# ZAD 1
Zaimplementuj przynajmniej 3 "metryki" spośród wymienionych: cosinusowa, LCS, DICE, euklidesowa, Levenshteina.

## Preprocessing and vectorization

In [56]:
import re

def preprocess(text: str) -> str:
    text = text.lower()    
    text = re.sub(r'\W+', ' ', text)
    return text

def text_to_vec(docs: list[str]) -> list[list[int]]:
    
    freq_set = set()
    freq_dicts = [dict() for _ in docs]
    freq_vects = []
    for i, doc in enumerate(docs):
        doc = preprocess(doc)
        for word in doc.split():
            if word not in freq_dicts[i]:
                freq_dicts[i][word] = 1
                freq_set.add(word)
            else:
                freq_dicts[i][word] += 1
    
    for f_dict in freq_dicts:
        vect = list(f_dict.values())
        for _ in range(len(freq_set) - len(f_dict)): vect.append(0)
        freq_vects.append(vect)

    return freq_vects


In [57]:
# Tests
text_a = "The quick brown fox jumped over the lazy dog."
text_b = "The lazy dog was jumped over by the quick brown fox."
vec_a, vec_b = text_to_vec([text_a, text_b])
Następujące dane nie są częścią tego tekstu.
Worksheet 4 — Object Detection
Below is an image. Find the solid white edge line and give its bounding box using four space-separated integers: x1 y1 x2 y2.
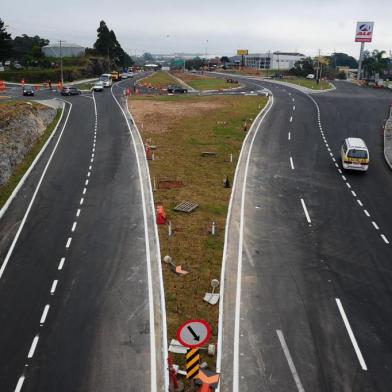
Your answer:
216 91 272 374
276 329 305 392
15 376 25 392
0 101 72 279
27 335 39 359
0 102 65 219
233 95 274 392
301 198 312 224
110 85 164 392
39 304 50 324
335 298 367 370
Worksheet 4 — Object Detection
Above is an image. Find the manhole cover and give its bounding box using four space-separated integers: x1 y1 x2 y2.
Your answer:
173 201 199 212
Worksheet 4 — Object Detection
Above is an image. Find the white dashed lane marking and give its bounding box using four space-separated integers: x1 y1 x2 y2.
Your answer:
301 199 312 224
50 279 59 295
57 257 65 271
312 98 389 244
65 237 72 249
290 157 294 170
27 335 39 359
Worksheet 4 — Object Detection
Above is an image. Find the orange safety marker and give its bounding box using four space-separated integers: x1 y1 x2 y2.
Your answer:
156 205 166 225
195 369 219 392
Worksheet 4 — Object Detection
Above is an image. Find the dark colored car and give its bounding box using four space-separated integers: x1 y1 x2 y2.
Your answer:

assert(set(vec_a) == set([1, 1, 1, 2, 1, 1, 1, 1, 0, 0])) 
assert(set(vec_b) == set([1, 1, 1, 2, 1, 1, 1, 1, 1, 1]))

## Cosine similarity

$$
\begin{equation}
    \cos(\theta) = \frac{\mathbf{A} \cdot \mathbf{B}}{\|\mathbf{A}\| \|\mathbf{B}\|}= \frac{\sum\limits_{i=1}^{n} A_i B_i}{\sqrt{\sum\limits_{i=1}^{n} A_i^2} \sqrt{\sum\limits_{i=1}^{n} B_i^2}}
    \qquad\begin{aligned}
    &\text{where:} \\
    &\mathbf{A}\text{ and }\mathbf{B} \text{ are the two vectors being compared}\\
    &n \text{ is the dimensionality of the vectors}\\
    &\theta \text{ represents the angle between two vectors } \mathbf{A} \text{ and } \mathbf{B} \text{ in a high-dimensional space}
    \end{aligned}
\end{equation}
$$

The dot product of $\mathbf{A}$ and $\mathbf{B}$ is divided by the product of their Euclidean lengths to normalize the result to a range of [-1, 1]. A value of 1 indicates that the two vectors are identical, while a value of -1 indicates that they are completely dissimilar.


In [None]:
import math

def cosine_similarity(text_a: str, text_b: str) -> float:
    cosine_similarity = 0
    
    vec_a, vec_b = text_to_vec([text_a, text_b])
    num = 0
    for i in range(len(vec_a)):
        num += vec_a[i] * vec_b[i]

    den_a = 0
    for i in range(len(vec_a)):
        den_a += vec_a[i] ** 2
    den_b = 0
    for i in range(len(vec_b)):
        den_b += vec_b[i] ** 2

    cosine_similarity = num / math.sqrt(den_a*den_b)    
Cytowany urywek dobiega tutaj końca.